Myanmar

Rússia alerta para aumento de mortes de civis em Myanmar e analisa retirada de apoio

Nos protestos desta quinta-feira (11), ao menos 12 pessoas foram mortas pelas forças de segurança ao protestarem

Myanmar - STR / AFP

Depois de se opor, no Conselho de Segurança da ONU, à classificação da tomada de poder em Myanmar como um golpe de Estado, a Rússia está de olho nos acontecimentos do país asiático, afirmou nesta sexta-feira (12) o porta-voz do Kremlin, Dmitri Peskov.

"Avaliamos a situação como alarmante e estamos preocupados com as informações que vêm de lá sobre o crescente número de vítimas civis. Isso nos preocupa", disse.

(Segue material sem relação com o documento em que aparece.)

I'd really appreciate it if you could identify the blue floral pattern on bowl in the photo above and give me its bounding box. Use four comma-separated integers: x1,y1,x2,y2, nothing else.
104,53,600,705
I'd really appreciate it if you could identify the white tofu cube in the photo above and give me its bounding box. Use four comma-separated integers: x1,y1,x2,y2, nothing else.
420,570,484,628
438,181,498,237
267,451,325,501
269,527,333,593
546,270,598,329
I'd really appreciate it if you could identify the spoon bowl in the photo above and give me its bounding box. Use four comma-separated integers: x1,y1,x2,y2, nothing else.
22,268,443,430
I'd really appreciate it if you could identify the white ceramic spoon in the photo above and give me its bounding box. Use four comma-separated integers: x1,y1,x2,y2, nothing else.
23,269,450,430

Nos protestos desta quinta-feira (11), ao menos 12 pessoas foram mortas pelas forças de segurança ao protestarem contra a ditadura, elevando o número de vítimas a mais de 70, de acordo com levantamentos da ONU e da Associação de Assistência a Presos Políticos de Myanmar.

Questionado se a Rússia deve se juntar a outros países que anunciaram sanções contra o Exército mianmarense, Peskov disse que o governo de Vladimir Putin está analisando a situação.

Nesta sexta, a Coreia do Sul anunciou a suspensão da cooperação técnico-militar com Myanmar, o que na prática significa que o país deixará de exportar armas e outros itens estratégicos aos mianmarenses.

 


Além disso, Seul vai reconsiderar os fundos de desenvolvimento que apoia no país e conceder isenções humanitárias a cidadãos de Myanmar para permitir que eles permaneçam na Coreia do Sul.

"Apesar das repetidas demandas da comunidade internacional, incluindo a Coreia do Sul, há um número crescente de vítimas em Myanmar devido a atos violentos das autoridades militares e policiais", disse o Ministério das Relações Exteriores sul-coreano, por meio de um comunicado.

O Reino Unido, autor da resolução no Conselho de Segurança da ONU que condena veementemente a escalada da violência em Myanmar, divulgou a cidadãos britânicos que vivem no país asiático uma recomendação de que deixem o território "a menos que haja uma necessidade urgente de ficar".

Nesse caso, segundo o comunicado, a orientação é que os britânicos permaneçam em casa. "A tensão política e a agitação estão generalizadas [em Myanmar] desde a tomada de poder pelos militares, e os níveis de violência estão aumentando", diz o texto.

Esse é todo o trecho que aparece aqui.